5 A number of compelling essays intelligently parse the hybrid techniques of lesser-known works that the essayists make me wish I had seen. Jenn Stephenson rehearses the origins of realism in the early novel to make sparkling sense of “realist performance that speaks against its own realist strategies” in Garden//Suburbia, a fascinating bifocal, fictionalized autobiographical walking tour of a Toronto neighbourhood (78). Analyzing a different kind of “performative theatre” by Montreal’s Système Kangourou, Catherine Cyr arrives at a similar conclusion: the company’s work “combine[s] the ‘real’ and the imaginary in a finely woven fabric, impossible to untangle” (96). Parie Leung writes of Chinese-Canadian theatre artists “mobilizing realist conventions in disruptive ways” (165). Louis Patrick Leroux provides an excellent historical overview of stage realisms in Quebec, arguing that contemporary Québécois theatre’s “hyper-embodied realism calls for a post-dramatic displacement of audience empathy (and identification) away from character and onto performing bodies …” (107). He offers vivid case studies of Stéphane Crête’s theatrical experiments in pseudo-science and Dave St-Pierre’s choreography of his own dying body.

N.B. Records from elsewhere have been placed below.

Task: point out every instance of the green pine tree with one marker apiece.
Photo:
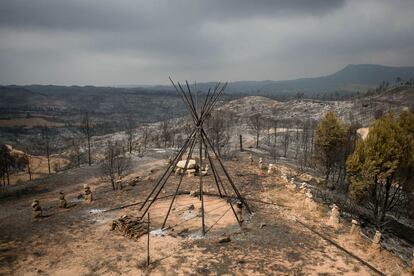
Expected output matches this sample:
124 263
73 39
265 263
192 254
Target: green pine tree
381 168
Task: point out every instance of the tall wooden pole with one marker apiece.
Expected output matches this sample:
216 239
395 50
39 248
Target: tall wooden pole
201 182
148 259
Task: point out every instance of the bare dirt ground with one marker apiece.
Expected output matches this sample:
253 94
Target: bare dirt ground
78 240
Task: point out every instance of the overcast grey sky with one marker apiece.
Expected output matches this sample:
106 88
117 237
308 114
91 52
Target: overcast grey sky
117 42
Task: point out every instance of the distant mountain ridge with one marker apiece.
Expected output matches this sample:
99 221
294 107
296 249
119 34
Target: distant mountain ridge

6 Two of the strongest, most thoughtful and balanced essays examine the possibilities and pitfalls of strategically employed realisms. Natalie Alvarez marvelously unpacks the knotty issue of colour-blind/colour-neutral casting with regard to the semiotic notion of iconicity, focusing on Toronto’s Latina/o-Canadian Alameda Theatre while drawing from a wide range of Canadian and US sources. Better than anyone else in this volume, Alvarez does what the editors propose, illustrating the value of “a return to realism’s paradoxes and a fuller understanding of the genre’s own complexities and contradictions in order to mine its potential as a site of ‘interpretation and contestation’” (162). Susan Bennett and Kim Solga similarly consider realism pragmatically, as a utilitarian strategy for female playwrights and performers from Ringwood to Tara Beagan, Alisa Palmer, and Rebecca Northan. They acknowledge that “popular theatre culture remains committed to realist dramaturgies” despite academic disapproval (190). But they also ask what price women theatre artists pay in embracing popular realism. Their essay successfully models exactly what it advocates, the need to “come to more nuanced terms” with the complicated historical interplay between realism and feminism (199).
7 The tensions between realism in academic theory and in theatrical practice are less successfully navigated in an abstract discussion about devising by Evan Webber, Alex McLean, and Bruce Barton. Kristen Pullen’s essay on the celebrity of Canadian screen actors Sandra Oh and Rachel McAdams, and Susanne Shawyer’s performance studies approach to Toronto’s G20 protest illustrate the difficulties of extending theatrical ideas of realism to extra-theatrical situations. Monique Mojica’s concluding essay on her embodied engagement with First Nations burial mounds provides an interesting limit case, bringing the notion of performative realisms full circle with her insistence on the unequivocal authenticity of the experience: “This is real” (221, 229).